Finalmente mi avviai verso casa. Acqua e neve mi bagnavano tutta. Il gelo mi penetrava le ossa. Erano le 22. La mia gioia però era indescrivibile, mi sembrava che ogni fiocco di neve fosse una rosa bianca, l’acqua che mi scorreva fino ai piedi un letto di rose e la bicicletta che scivolava sul ghiaccio tante carezze che mi faceva il buon Dio! Seppi dalla sua amica di cella che pregò inginocchiata tutta la notte. Mi fece un regalo: con un ramoscello d’olivo secco formò una bella crocetta, che mi lasciò insieme ad una lettera che non si può leggere senza… lacrime. Trovai crocetta e lettera il mattino seguente, ma lei non c’era più.

 

Parlai dell’accaduto con il cappellano del carcere, il quale mi rincuorò dicendo che se mi fosse capitato ancora di trovarmi in una situazione di così grave emergenza, avrei potuto comportarmi nello stesso modo. Ringraziai Gesù e lo pregai di darmi ali come colomba per volare nel cuore di queste mie care creature.

 

Solo tre sigarette

Una ragazza era chiusa in cella da parecchi giorni senza poter conversare con nessuno. Visto che quel trattamento non veniva mitigato, tentò il suicidio. Salvata all’ultimo istante, la baciai dicendo: «Mi chiami mamma e poi mi dai questo dispiacere?» Lei piangendo mi disse: «Vedi mamma non ho nessuno, sono segnata come pecora nera… non ho nemmeno una sigaretta…»
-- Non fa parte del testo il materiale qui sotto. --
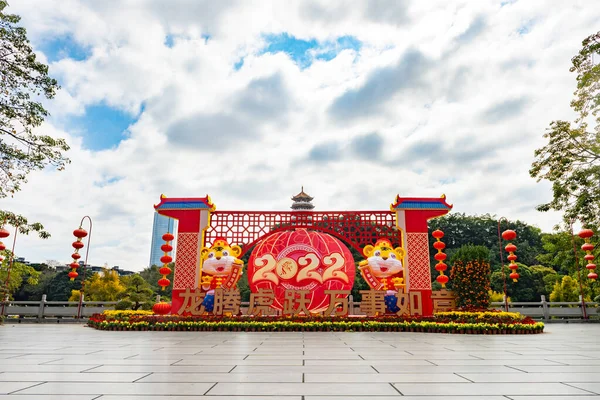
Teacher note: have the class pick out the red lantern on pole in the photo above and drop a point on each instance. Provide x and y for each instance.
(586, 234)
(440, 257)
(166, 259)
(511, 248)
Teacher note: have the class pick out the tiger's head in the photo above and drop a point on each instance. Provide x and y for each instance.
(383, 259)
(219, 258)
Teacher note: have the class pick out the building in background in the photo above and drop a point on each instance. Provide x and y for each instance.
(161, 226)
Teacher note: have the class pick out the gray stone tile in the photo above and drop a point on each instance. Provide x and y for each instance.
(590, 387)
(282, 389)
(386, 378)
(139, 389)
(487, 389)
(158, 368)
(68, 377)
(274, 377)
(534, 377)
(47, 397)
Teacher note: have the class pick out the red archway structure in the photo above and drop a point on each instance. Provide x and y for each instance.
(405, 224)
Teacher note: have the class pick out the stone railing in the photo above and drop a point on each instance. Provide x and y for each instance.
(67, 310)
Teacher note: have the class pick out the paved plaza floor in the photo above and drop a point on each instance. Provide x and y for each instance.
(64, 362)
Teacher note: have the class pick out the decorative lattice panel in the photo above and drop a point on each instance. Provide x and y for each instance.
(186, 260)
(356, 228)
(419, 274)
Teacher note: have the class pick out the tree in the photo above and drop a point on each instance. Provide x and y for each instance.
(565, 290)
(151, 275)
(482, 230)
(19, 273)
(470, 276)
(137, 292)
(103, 286)
(571, 157)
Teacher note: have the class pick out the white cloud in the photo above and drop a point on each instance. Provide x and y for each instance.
(464, 123)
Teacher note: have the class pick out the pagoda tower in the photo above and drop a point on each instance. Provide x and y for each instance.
(302, 202)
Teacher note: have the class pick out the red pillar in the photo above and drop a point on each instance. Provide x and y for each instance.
(412, 215)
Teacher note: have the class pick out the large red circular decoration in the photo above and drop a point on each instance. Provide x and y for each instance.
(301, 260)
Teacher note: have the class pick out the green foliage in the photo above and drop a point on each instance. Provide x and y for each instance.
(137, 291)
(103, 286)
(461, 229)
(124, 305)
(470, 276)
(571, 157)
(60, 287)
(20, 273)
(565, 290)
(24, 79)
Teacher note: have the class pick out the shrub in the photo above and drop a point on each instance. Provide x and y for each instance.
(470, 276)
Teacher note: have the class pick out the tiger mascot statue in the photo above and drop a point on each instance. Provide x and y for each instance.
(383, 270)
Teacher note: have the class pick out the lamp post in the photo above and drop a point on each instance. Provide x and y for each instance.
(3, 234)
(578, 270)
(80, 233)
(502, 262)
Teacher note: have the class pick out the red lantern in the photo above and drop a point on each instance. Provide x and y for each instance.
(80, 233)
(509, 235)
(301, 260)
(440, 267)
(164, 282)
(437, 234)
(440, 256)
(587, 247)
(439, 245)
(161, 308)
(586, 233)
(442, 279)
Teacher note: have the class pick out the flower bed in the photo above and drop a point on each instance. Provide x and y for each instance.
(450, 322)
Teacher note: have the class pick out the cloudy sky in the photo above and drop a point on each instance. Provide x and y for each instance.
(247, 101)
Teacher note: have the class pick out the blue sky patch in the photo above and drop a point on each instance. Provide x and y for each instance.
(304, 52)
(102, 127)
(61, 47)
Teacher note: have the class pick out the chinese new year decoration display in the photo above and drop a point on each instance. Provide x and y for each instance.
(221, 269)
(299, 267)
(588, 247)
(440, 257)
(166, 259)
(300, 262)
(509, 235)
(79, 233)
(383, 270)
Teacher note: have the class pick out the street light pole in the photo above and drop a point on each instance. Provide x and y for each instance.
(578, 271)
(87, 252)
(502, 262)
(12, 259)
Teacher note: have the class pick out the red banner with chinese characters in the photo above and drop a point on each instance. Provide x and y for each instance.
(301, 260)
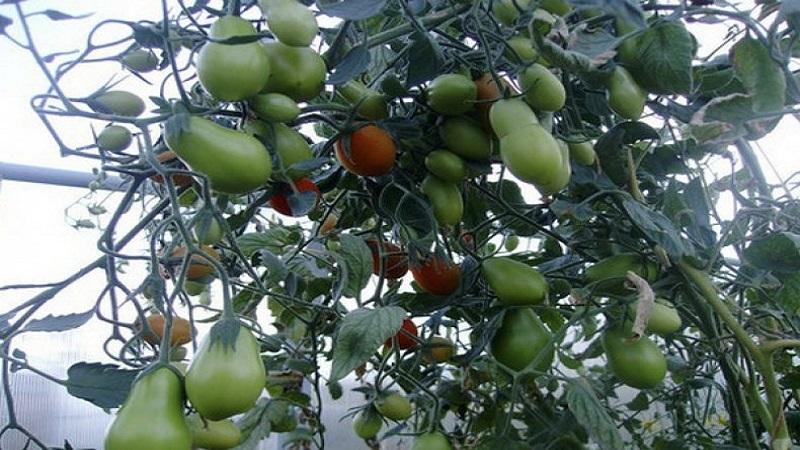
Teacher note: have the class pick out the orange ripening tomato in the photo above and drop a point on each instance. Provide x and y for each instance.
(395, 263)
(437, 275)
(404, 336)
(280, 202)
(371, 152)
Con fatica domandando qua e là, le trovai tre sigarette. Lei fu molto contenta e mi chiese se il giorno dopo gliene avessi potuto portare «altre tre, tre soltanto». Io la rassicurai, sapendo che a casa qualche piccola riserva per loro vi era sempre, ma quel giorno non ce n’era neppure una e non potevo comprarle perché il mio turno cominciava alle 6 del mattino, quando le  tabaccherie sono chiuse.

 

Allora mi affido a Gesù affinché mi aiutasse a non mancare alla promessa fatta: «È a Te che l’ho promessa – pregavo – pensaci Tu!» Mi avviai in bicicletta cantando le Lodi a Gesù, sicura che Lui ci avrebbe pensato. Ad un certo punto, vidi per terra davanti alla ruota della bicicletta un pacchettino, mi fermai a raccoglierlo e lo misi nel cestello della bici. Poi, curiosa, lo aprii: dentro c’erano solo tre sigarette, proprio come mi era stato chiesto. 

 

 

Porto le tre sigarette a quella signora che, fissandomi mi dice: «Tu hai Dio!» Raccontai quel fatto agli agenti e al medico, poco credente e non praticante, che dopo quel giorno mi chiede spesso di pregare per lui dicendomi «Chiedi al tuo Dio che avvenga a me come con le tre sigarette». Quel giorno il Signore mi ha fatto capire che non devo fermarmi a guardare le foglie che cadono nel giardino della mia vita, ma ai fiori che vi germogliano.